At the farmers market near my house, we used to eat breakfast burritos sitting on the sea wall, legs dangling as we watched the cranes lifting the huge shipping containers across the bay.
I want more breakfasts in bed, brunches and farmers markets. I think it's time to bite the bullet and start dating in London in earnest.
Elevator Pitch: A girl grows up in a not-deprived background with parents who adore each other, and becomes anorexic. She moves to London, becomes a successful writer and editor, rubs shoulders with many celebrities, gets married and buys a BMW coupe. But she still isn't happy.

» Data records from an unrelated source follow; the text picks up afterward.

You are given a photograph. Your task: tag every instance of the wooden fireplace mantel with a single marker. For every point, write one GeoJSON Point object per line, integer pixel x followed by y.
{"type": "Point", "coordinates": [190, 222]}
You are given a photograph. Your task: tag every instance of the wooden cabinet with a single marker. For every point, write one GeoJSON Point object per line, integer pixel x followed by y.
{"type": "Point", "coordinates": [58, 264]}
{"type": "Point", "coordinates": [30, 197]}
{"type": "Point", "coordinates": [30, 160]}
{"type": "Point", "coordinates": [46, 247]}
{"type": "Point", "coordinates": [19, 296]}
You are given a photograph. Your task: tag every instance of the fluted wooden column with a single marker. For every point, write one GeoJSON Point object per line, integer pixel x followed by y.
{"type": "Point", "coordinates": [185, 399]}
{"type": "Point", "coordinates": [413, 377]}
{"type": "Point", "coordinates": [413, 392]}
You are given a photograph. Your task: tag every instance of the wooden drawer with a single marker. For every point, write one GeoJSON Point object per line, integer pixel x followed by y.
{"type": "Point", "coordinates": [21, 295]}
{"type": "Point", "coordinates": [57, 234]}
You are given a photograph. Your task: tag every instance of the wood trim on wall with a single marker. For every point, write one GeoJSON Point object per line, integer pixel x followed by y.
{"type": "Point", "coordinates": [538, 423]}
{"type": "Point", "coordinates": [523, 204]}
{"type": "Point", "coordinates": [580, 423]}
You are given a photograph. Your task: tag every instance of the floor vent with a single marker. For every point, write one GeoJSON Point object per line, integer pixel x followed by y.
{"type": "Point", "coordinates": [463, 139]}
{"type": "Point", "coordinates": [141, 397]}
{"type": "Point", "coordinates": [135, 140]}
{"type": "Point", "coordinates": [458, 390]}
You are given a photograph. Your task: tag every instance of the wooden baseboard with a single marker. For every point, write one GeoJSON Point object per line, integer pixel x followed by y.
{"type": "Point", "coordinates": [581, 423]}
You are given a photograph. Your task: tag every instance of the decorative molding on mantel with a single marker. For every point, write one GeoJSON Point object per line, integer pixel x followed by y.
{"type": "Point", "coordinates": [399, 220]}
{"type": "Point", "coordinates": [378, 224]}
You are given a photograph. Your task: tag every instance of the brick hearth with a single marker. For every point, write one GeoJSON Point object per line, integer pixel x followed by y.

It's Bridget Jones without the redemptive self deprecation or humour. Jones laments her grandfather getting killed in a bicycle accident, simply because it scuppered her chances of dating a boy she fancied. And in the saddest sentence I've ever read, she writes
'I wish I could rub out my life, twiddling knobs as on an Etch an Sketch, and start again........I think, if I had the chance, I would do every single thing differently.'
However, it's a great read, and Jones' description of her mother is poignant and brilliant:
'The tradition in our house, if we children were working our way through the Quality Street tin at Christmas, was that she wouldn't take her own sweet but would wait, like a well-trained Labrador, until one of us spat ours out with disgust.....She would eat that one for us, to avoid waste.'
Elevator Pitch: A collection of short stories and features which Maeve Binchy wrote for the Irish Times. Full of observations about life, (both stories under the titled of 'Women are Fools' are definitely worth reading for anyone who has a tendency to choose the wrong man. Also, Binchy was single until her late thirties and it's lovely to see how independent she was and how much gusto she applied to life), it's a lovely book to dip in and out of.
Comparing Maeve and Liz, I am reminded of this:
'Two men look through the same prison bars, one sees dust and the other sees stars'.